Poverty Studies Shaped My Commitment to Education

By Kathryn Marsh-Soloway

Ms. Marsh-Soloway joined Teach for America Corps in Atlanta in 2013. After two years teaching special education at a charter school in Metro-Atlanta she, stayed in the classroom after being promoted to lead the special education department at her school. She graduated from Washington and Lee University in 2013 with a dual degree in Art History and Journalism Mass Communications.

It is hard to believe just how much sitting in a Poverty and Human Capabilities class as a prospective student over seven years ago has impacted my career path.  The Shepherd Program at Washington and Lee was one of the key reasons I applied to for admission there and it helped define and shape my college experience.

Through the Shepherd Program I was able to participate in a pre-orientation program for new students and I got to work in local service opportunities before starting my freshman classes. I learned firsthand how partnerships in my new town worked together to serve the community.  A local campus minister addressed our entire freshman class before the academic calendar officially started. He asked our class, “Are you here for something to do, or to do something.” That charge framed my efforts to be a member of the Lexington, Virginia, community working for positive social change.

“Are you here for something to do, or to do something?” asked a campus pastor during college orientation. This charge inspires Kathryn today. Pictured here with students after the first athletic victory in school history.

“Are you here for something to do, or to do something?” asked a campus pastor during college orientation. This charge inspires Kathryn today. Pictured here with students after the first athletic victory in school history.

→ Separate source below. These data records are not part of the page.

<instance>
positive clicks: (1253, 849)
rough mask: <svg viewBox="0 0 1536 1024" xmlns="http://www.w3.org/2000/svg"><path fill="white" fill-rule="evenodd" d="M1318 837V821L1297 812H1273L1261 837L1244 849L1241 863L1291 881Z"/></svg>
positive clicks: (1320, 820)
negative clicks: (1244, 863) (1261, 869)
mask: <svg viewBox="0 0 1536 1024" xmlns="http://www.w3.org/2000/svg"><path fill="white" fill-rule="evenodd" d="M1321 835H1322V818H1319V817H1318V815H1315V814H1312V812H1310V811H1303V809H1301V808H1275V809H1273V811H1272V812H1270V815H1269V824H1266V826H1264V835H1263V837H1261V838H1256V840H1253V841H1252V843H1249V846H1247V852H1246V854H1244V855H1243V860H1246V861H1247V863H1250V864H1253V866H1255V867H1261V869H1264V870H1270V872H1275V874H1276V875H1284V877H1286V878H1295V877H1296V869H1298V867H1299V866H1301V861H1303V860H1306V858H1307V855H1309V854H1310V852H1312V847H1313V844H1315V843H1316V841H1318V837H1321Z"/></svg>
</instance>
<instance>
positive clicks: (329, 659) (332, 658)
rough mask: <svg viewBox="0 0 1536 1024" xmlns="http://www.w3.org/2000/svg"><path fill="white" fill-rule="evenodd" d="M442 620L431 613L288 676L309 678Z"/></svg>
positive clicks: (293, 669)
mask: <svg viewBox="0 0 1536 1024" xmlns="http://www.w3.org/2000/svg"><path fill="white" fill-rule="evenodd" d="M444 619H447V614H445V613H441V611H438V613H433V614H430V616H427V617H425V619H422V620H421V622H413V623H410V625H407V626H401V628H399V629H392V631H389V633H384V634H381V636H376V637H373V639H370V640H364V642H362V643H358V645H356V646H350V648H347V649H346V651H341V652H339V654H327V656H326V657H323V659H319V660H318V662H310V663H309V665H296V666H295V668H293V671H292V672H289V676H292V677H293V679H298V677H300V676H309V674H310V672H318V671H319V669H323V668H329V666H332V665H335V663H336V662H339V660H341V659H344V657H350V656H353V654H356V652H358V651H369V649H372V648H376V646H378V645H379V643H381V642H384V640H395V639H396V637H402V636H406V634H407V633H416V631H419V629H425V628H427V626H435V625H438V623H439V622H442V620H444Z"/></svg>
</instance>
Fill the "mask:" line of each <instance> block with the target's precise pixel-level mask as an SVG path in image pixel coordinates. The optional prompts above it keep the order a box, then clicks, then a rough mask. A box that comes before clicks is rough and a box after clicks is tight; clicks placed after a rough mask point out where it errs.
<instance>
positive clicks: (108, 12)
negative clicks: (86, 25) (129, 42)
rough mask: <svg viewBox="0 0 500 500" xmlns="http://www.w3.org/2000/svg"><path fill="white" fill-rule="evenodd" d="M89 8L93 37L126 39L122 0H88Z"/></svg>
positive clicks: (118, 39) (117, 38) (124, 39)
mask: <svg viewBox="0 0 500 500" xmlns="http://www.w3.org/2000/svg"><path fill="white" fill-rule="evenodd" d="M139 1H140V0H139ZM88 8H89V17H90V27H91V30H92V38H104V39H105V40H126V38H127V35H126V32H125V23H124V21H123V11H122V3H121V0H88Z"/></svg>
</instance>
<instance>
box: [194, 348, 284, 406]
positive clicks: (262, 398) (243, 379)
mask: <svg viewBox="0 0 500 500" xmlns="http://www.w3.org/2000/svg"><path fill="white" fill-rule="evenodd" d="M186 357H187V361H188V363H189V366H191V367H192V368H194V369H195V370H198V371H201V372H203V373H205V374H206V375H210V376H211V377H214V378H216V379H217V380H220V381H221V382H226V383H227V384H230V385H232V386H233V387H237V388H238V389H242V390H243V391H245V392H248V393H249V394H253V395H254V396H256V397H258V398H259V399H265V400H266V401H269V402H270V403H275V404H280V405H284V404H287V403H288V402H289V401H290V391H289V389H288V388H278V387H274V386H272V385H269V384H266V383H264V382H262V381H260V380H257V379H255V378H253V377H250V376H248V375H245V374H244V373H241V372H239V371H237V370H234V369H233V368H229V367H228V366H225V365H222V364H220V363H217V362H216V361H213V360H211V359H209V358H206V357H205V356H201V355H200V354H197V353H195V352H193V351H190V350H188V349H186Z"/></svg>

As an undergraduate I quickly became involved in the Bonner Scholars Program, Campus Kitchens, Nabors Service League, and Big Brothers and Big Sisters; I eagerly took advantage of alternative break programs. The need for greater food security throughout the area was immediately apparent, as I worked with students in the public schools. As the grant writing intern for Campus Kitchens, I worked to obtain funding, grants, and donations from Walmart to expand the ongoing backpack program. This program provides students with a backpack full of food every Friday, discretely placed in their school lockers.  This insures that each student struggling with food insecurity has access to food on the weekends when they do not receive the breakfast, lunch, and snack provided by their schools. I also began working intensively with other Bonner Scholars to create a chapter of Big Brother and Big Sisters to match college students as mentors with local children. As a Journalism Mass Communications and Art History Major I was able to blend my interest in working with youth and my academic courses. My capstone fit my love of arts and passion for childhood education. My courses combined interests in advocacy for children in school, as well as the complexities of how social issues are portrayed and reported in our media.

I was able to take classes that fit my academic interest and related directly to my fieldwork in the community. Some of my favorite courses included: Poverty in the Media, Child Abuse and Neglect taught in the Law School, an Exceptional Learner course in the Education Program, and my poverty studies capstone examining evaluation methods of arts education programs in schools across America. A pattern emerged: my courses through the poverty studies minor centered on my passion for advocacy, children, and education. These classes were fascinating and strengthened my interest in the American education system.

The summer after my sophomore year, I completed my Shepherd Internship at WonderRoot, a community arts center in Atlanta. I quickly fell in love with the city. At WonderRoot I had the opportunity to organize and work on a city wide mural project. The project involved bringing together artists, school children, and community agencies to give art lessons to local youth who would then, in turn, design and work on murals in public schools in their communities.  Now that I have lived and worked in Atlanta for over two and a half years, it still brings a huge smile to my face whenever I drive by these murals that I played a role in helping to create over five years ago.

After graduation I joined Teach for America’s Atlanta Corps, an organization focused on combatting educational inequality. Teach for America attracts new teachers to the field from diverse sectors, which parallels the model of the Shepherd Program in poverty studies. The program unites college students from different schools, universities, and majors all working towards having an impact and changing student trajectories. I completed my two-year commitment with Teach for America as a middle school special education teacher at a new Atlanta Charter School. I decided to stay at my school a third year after being promoted to become Lead Teacher running the special education department.  It is very gratifying to work with my students and their families.

The skills, pedagogy, and theory that I leaned in poverty studies at Washington and Lee are a part of my work on a daily basis. I am thankful to the professors, peers, and community members that helped me get to where I am today. I highly encourage every student to explore the multitude of opportunities that poverty studies offer at their schools.